I have a 3D numpy array A of shape (2133, 3, 3). Basically this is a list of 2133 lists with three 3D points. Furthermore I have a function which takes three 3D points and returns one 3D point, x = f(a, b, c), with a, b, c, x numpy arrays of length 3. Now I want to apply f to A, so that the output is an array of shape (2133, 3). So something like numpy.array([f(*A[0]),...,f(*A[2132])).
I tried numpy.apply_along_axis and numpy.vectorize without success.
To be more precise the function f I consider is given by:
def f(a, b, c, r1, r2=None, r3=None):
a = np.asarray(a)
b = np.asarray(b)
c = np.asarray(c)
if np.linalg.matrix_rank(np.matrix([a, b, c])) != 3:
# raise ValueError('The points are not collinear.')
return None
a, b, c, = sort_triple(a, b, c)
if any(r is None for r in (r2, r3)):
r2, r3 = (r1, r1)
ex = (b - a) / (np.linalg.norm(b - a))
i = np.dot(ex, c - a)
ey = (c - a - i*ex) / (np.linalg.norm(c - a - i*ex))
ez = np.cross(ex, ey)
d = np.linalg.norm(b - a)
j = np.dot(ey, c - a)
x = (pow(r1, 2) - pow(r2, 2) + pow(d, 2)) / (2 * d)
y = ((pow(r1, 2) - pow(r3, 2) + pow(i, 2) + pow(j, 2)) / (2*j)) - ((i/j)*x)
z_square = pow(r1, 2) - pow(x, 2) - pow(y, 2)
if z_square >= 0:
z = np.sqrt(z_square)
intersection = a + x * ex + y*ey + z*ez
return intersection
A = np.array([[[131.83, 25.2, 0.52], [131.51, 22.54, 0.52],[133.65, 23.65, 0.52]], [[13.02, 86.98, 0.52], [61.02, 87.12, 0.52],[129.05, 87.32, 0.52]]])
r1 = 1.7115
Thanks to the great help of #jdehesa I was able to produce an alternative solution to the one given by #hpaulj.

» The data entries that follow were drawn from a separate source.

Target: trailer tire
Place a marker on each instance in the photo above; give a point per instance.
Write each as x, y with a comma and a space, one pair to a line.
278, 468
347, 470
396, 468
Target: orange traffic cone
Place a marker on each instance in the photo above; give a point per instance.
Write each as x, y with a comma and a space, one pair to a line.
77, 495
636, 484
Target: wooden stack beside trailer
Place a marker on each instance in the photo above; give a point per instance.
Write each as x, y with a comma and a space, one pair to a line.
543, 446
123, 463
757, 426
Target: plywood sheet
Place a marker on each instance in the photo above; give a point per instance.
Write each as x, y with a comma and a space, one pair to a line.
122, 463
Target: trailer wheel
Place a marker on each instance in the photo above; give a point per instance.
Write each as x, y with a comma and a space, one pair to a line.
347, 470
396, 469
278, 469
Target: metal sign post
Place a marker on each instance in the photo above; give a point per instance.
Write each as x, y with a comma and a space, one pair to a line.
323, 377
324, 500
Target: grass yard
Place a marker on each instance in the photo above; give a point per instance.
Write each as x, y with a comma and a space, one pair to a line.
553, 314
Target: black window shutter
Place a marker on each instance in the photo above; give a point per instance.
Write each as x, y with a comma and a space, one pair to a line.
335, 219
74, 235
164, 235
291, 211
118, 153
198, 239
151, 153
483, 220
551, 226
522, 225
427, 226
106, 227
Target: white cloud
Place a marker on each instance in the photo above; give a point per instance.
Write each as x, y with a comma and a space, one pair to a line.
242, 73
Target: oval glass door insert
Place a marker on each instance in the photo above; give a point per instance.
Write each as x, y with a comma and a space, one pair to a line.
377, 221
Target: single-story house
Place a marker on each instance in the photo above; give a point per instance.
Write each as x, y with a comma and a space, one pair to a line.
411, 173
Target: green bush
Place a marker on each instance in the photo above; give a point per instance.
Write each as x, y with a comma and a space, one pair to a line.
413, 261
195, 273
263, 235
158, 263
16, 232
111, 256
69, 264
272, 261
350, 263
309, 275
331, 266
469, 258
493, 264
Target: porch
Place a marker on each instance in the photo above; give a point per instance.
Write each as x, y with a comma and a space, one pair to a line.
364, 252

I am not sure if this solution is the most elegant one but it worked so far. Comments are appreciated.
def sort_triple(a, b, c):
pts = np.stack((a, b, c), axis=1)
xSorted = pts[np.arange(pts.shape[0])[:, None], np.argsort(pts[:, :, 0])]
orientation = np.cross(xSorted[:, 1] - xSorted[:, 0], xSorted[:, 2] -
xSorted[:, 0])[:, 2] >= 0
xSorted_flipped = np.stack((xSorted[:, 0], xSorted[:, 2], xSorted[:, 1]),
axis=1)
xSorted = np.where(orientation[:, np.newaxis, np.newaxis], xSorted,
xSorted_flipped)
return map(np.squeeze, np.split(xSorted, 3, axis=1))
def f(A, r1, r2=None, r3=None):
a, b, c = map(np.squeeze, np.split(A, 3, axis=1))
a, b, c = sort_triple(a, b, c)
if any(r is None for r in (r2, r3)):
r2, r3 = (r1, r1)
ex = (b - a) / (np.linalg.norm(b - a, axis=1))[:, np.newaxis]
i = inner1d(ex, (c - a))
ey = ((c - a - i[:, np.newaxis]*ex) /
(np.linalg.norm(c - a - i[:, np.newaxis]*ex, axis=1))[:, np.newaxis])
ez = np.cross(ex, ey)
d = np.linalg.norm(b - a, axis=1)
j = inner1d(ey, c - a)
x = (np.square(r1) - np.square(r2) + np.square(d)) / (2 * d)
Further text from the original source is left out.